The news before the news
- KURA rallied nearly 60% intraday on Wednesday
- Key clinical results not due until next week
- Options implied volatility near multi year highs
We’re approaching the height of earnings season, and that means companies releasing their numbers will be increasingly prevalent on LiveAction scans. Netflix (NFLX), for example, made its presence felt on several scans Wednesday, including the one for largest percentage gains.
But NFLX was far behind another stock that hadn’t released earnings—Kura Oncology (KURA), which in early trading was up more than any other US stock, and more than any stock that entered the day trading above $10/share:
Source: Power E*TRADE (For illustration purposes. Not a recommendation.)
Although Kura, a biotech company specializing in cancer treatments, isn’t scheduled to release its numbers until February 22, it does have another important event on the near-term horizon—one that was, possibly, connected to an interesting news story on Wednesday.

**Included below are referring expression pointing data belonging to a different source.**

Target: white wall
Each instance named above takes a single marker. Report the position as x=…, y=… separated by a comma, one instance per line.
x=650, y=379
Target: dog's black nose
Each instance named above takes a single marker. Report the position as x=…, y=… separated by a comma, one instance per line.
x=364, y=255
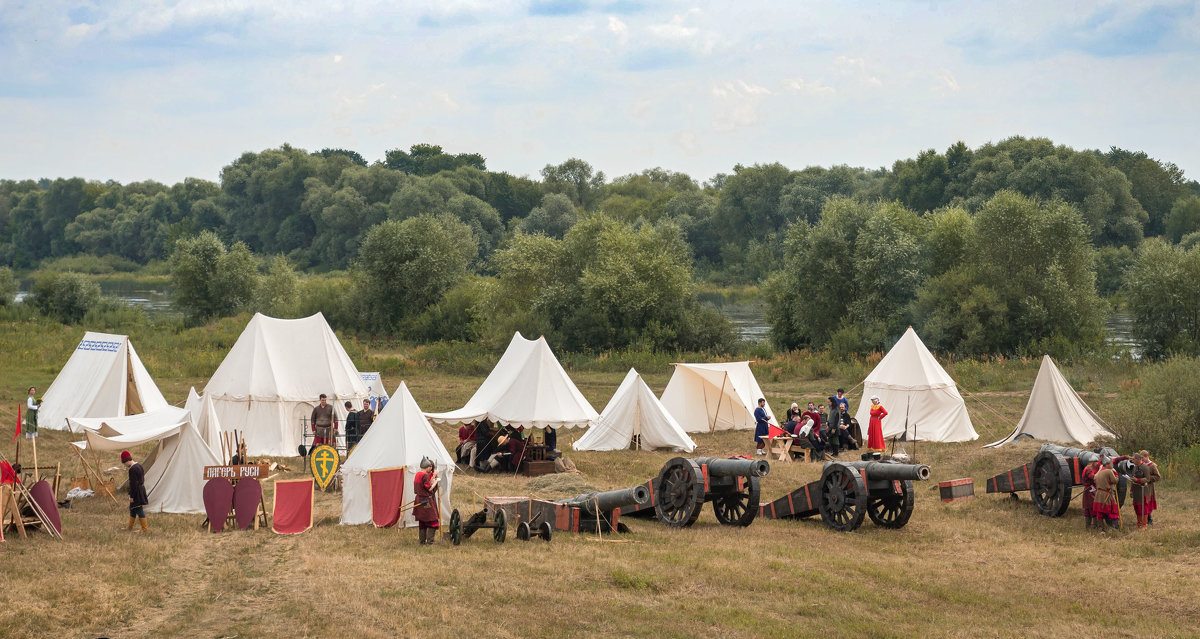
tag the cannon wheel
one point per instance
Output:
(502, 527)
(455, 527)
(892, 511)
(843, 497)
(681, 493)
(1051, 484)
(738, 508)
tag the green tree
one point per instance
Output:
(65, 297)
(209, 280)
(407, 266)
(1163, 297)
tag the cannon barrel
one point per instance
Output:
(611, 500)
(735, 467)
(886, 470)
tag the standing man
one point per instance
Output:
(138, 500)
(324, 423)
(366, 417)
(425, 511)
(761, 427)
(1152, 477)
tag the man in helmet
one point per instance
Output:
(425, 485)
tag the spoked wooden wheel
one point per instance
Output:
(501, 526)
(843, 497)
(892, 511)
(681, 493)
(455, 527)
(1051, 484)
(741, 507)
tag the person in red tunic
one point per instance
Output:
(425, 511)
(875, 429)
(1089, 476)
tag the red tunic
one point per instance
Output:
(426, 506)
(875, 429)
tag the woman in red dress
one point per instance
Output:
(875, 429)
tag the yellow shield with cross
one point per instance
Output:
(323, 460)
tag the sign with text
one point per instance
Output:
(237, 472)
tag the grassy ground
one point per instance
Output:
(983, 567)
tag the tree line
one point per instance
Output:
(1006, 248)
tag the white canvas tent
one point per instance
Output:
(173, 470)
(705, 398)
(1055, 412)
(103, 377)
(635, 412)
(528, 388)
(401, 436)
(922, 400)
(271, 378)
(204, 418)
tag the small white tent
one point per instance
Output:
(635, 412)
(173, 470)
(705, 398)
(103, 377)
(401, 436)
(528, 388)
(922, 400)
(1055, 412)
(204, 418)
(271, 378)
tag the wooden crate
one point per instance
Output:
(957, 489)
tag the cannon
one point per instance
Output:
(462, 530)
(850, 490)
(1053, 475)
(683, 485)
(583, 513)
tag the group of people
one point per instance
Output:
(324, 423)
(828, 430)
(487, 448)
(1102, 506)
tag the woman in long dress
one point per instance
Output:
(875, 429)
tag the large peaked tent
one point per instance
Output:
(635, 412)
(922, 399)
(528, 388)
(401, 436)
(705, 398)
(271, 378)
(173, 470)
(103, 377)
(1055, 412)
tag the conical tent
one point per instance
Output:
(1055, 412)
(705, 398)
(103, 377)
(173, 470)
(922, 400)
(401, 436)
(204, 418)
(271, 378)
(528, 388)
(635, 412)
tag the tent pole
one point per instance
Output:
(719, 398)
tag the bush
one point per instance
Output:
(1162, 413)
(66, 297)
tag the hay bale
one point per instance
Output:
(558, 485)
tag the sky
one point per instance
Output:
(162, 90)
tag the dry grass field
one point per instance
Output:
(983, 567)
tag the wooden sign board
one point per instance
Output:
(237, 472)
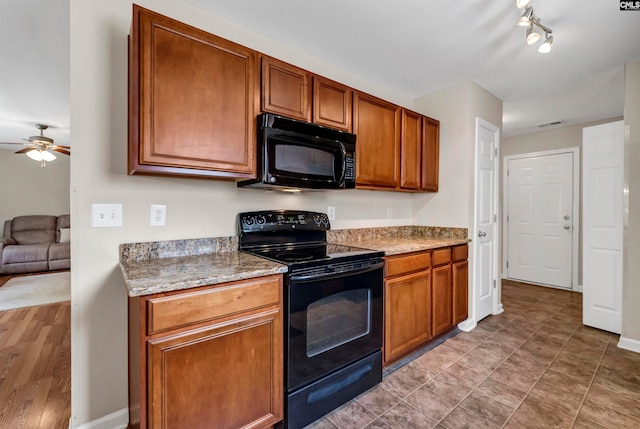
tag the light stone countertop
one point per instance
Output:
(156, 267)
(399, 245)
(149, 276)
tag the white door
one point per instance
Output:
(540, 219)
(603, 159)
(484, 238)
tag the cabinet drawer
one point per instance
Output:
(397, 265)
(460, 253)
(188, 308)
(441, 256)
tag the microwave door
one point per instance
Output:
(309, 161)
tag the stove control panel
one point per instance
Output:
(282, 220)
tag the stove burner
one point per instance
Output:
(294, 256)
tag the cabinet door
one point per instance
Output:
(410, 148)
(407, 313)
(460, 291)
(441, 295)
(225, 376)
(377, 125)
(285, 89)
(332, 103)
(192, 101)
(430, 153)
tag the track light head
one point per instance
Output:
(545, 48)
(532, 36)
(525, 19)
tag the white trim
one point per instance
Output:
(116, 420)
(499, 309)
(576, 209)
(467, 325)
(629, 344)
(497, 305)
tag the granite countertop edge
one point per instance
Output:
(147, 276)
(399, 245)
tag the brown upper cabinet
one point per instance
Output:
(410, 150)
(430, 154)
(286, 89)
(377, 124)
(192, 101)
(332, 104)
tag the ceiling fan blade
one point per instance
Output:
(59, 149)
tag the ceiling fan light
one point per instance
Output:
(35, 154)
(48, 156)
(532, 36)
(525, 19)
(545, 48)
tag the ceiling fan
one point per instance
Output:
(40, 148)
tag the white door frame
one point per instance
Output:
(473, 290)
(575, 209)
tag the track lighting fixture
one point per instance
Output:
(530, 20)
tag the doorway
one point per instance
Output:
(485, 292)
(541, 218)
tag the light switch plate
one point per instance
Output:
(106, 215)
(331, 213)
(158, 215)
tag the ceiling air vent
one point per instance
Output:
(549, 124)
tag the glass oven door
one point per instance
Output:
(334, 318)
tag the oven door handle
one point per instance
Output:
(305, 278)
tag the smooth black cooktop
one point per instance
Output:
(314, 254)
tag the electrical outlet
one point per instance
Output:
(158, 215)
(106, 215)
(331, 213)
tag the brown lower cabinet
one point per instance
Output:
(425, 296)
(207, 357)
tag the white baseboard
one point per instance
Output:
(467, 325)
(629, 344)
(499, 310)
(116, 420)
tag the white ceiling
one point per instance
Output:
(412, 47)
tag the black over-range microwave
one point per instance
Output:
(296, 155)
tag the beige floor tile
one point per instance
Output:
(430, 403)
(351, 416)
(377, 400)
(461, 418)
(487, 407)
(402, 416)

The stock’s nearly 60% intraday rally unfolded amid reports the company had received a $150 million investment—a cash infusion that precedes KURA’s scheduled (pre-market) announcement on Tuesday, January 30 about the clinical test results for a leukemia drug. The move pushed KURA to its highest high ($21.40) since July 2021, just three months after it hit its lowest low ($7.41) in nearly four years:
Source: Power E*TRADE (For illustration purposes. Not a recommendation.)
Meanwhile, options implied volatility (IV) is near its highest level of the past six months—well above the 30-day average for the next few expirations:
Source: Power E*TRADE (For illustration purposes. Not a recommendation.)
A key takeaway is that traders who saw yesterday’s investment news as a possible vote of confidence in KURA’s test results next week—and there’s no way to know if it is—are nonetheless looking at options prices that are potentially overinflated because of their high IV.
In other words, even if the stock moves in the expected direction or by the expected amount, traders who buy options with higher-than-average IV may find their positions don’t appreciate as much as they’d hoped. After news hits the Street, uncertainty is gone, and IV often evaporates along with it—deflating options prices just as it inflated them before.
Being consistently right about the direction of a stock or its volatility is difficult enough. But traders can make things less challenging by knowing when underlying market conditions are working against a certain type of strategy.
Today’s numbers include (all times ET): Durable Goods Orders (8:30 a.m.), GDP (8:30 a.m.), advance International Trade in Goods (8:30 a.m.), Weekly Jobless Claims (8:30 a.m.), Chicago Fed National Activity Index (8:30 a.m.), advance Retail and Wholesale Inventories (8:30 a.m.), New Home Sales (10 a.m.), EIA Natural Gas Report (10:30 a.m.).
Today’s earnings include: American Airlines (AAL), Archer Daniels Midland (ADM), Eagle Materials (EXP), Southwest Airlines (LUV), Northrop Grumman (NOC), Intel (INTC), Levi Strauss (LEVI), T-Mobile (TMUS), Visa (V).